My orthodontist had great hopes of improving my smile power, but half way through the process I moved from Virginia to Boston. Two years later, my new orthodontist was less enthusiastic about creating a Tom Cruise smile. “What do you say we remove those braces now and just put a little bonding on the lateral incisors? There really is no way to make enough room. They look fine.” I fell for it. In retrospect, I should have realized that he was just lazy and couldn’t see my vision. But I was tired of sitting next to the other awkward thirteen and fourteen year old boys and girls in the open concept office, listening to their junior high school prom stories.

When I moved into the city, I changed dentists again and during a routine cleaning the hygienist commented on my teeth. “Wow, you have really straight teeth; it’s too bad that you still have those two baby teeth.” I had a little melt down. “I know, I tried to get them fixed and now I’m stuck with them!” She sat me up, gave me a tissue and told me to rinse.

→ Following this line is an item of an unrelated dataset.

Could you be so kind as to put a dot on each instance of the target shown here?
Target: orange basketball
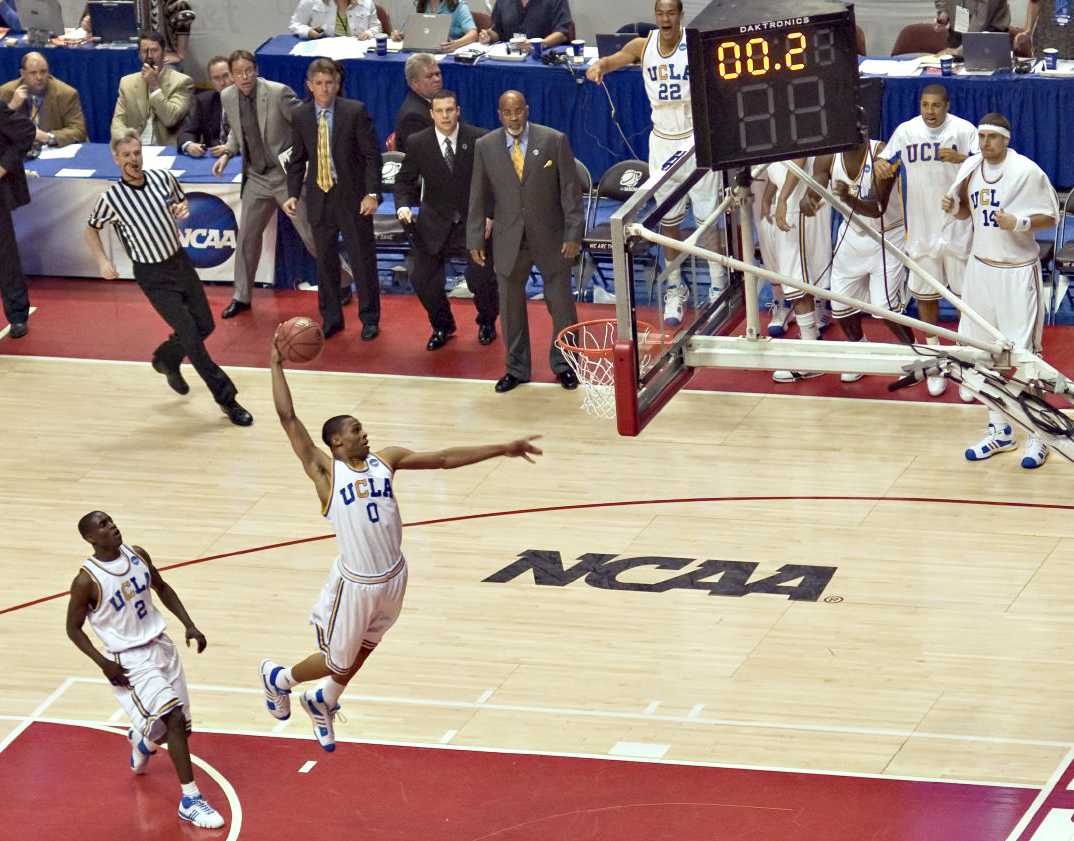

Moments later the dentist was in the office describing how he could shave the two middle teeth and fit “enamel jackets” around the two baby teeth and my smile would finally look normal.

I was ecstatic. That night at dinner I had a little coming out party for my baby teeth. “See them?” I asked while pointing to them.

“Oh, yeah, I never noticed, they’re so cute!” Paul said.

“No they aren’t. They’re hideous! Don’t look at me.”

“Oh, but I like your creepy little baby teeth.”

“Well take a good look at them, because tomorrow, I’m putting them up for adoption!”

And just like that I sealed their fate. Well, not quite just like that. If I was going to get rid of my creepy little baby teeth, I might as well whiten the remaining teeth. It was called Zoom whitening, but in my opinion it should really be called “Holy shit! Whitening” because that is what I was saying as I felt the electric “zingers” that were a result of the bleaching agent hitting the nerves of my teeth.

But the end result was perfection in my mind. Even if I had to point it out to everyone. “Oh yeah, OK, I see it now, I never noticed the other teeth.”

That was one year ago and now I am sitting in the dentists’ office looking at an x-ray of a dying baby. “It couldn’t take the trauma of the re-shaping. See this dark area? That is an abscess. We’ll have to drill through the tooth and remove the inside and fill it with cement.” I am heartbroken. Maybe I shouldn’t have been so cavalier about giving them up. But then I hear an exchange in the lobby area. “Oh my gawd! He says I have to have a root canal and it’s going to cost six hundred bucks!” A woman says to her husband. “How much to just pull it?” The husband asks.

How callous, I think to myself. They are ready to toss the tooth away for the price of six nice dinners out on the town. Not me, I am much more caring. I will memorialize my tooth and preserve it. But maybe the dentist can shape my eye tooth just a little while he’s in there.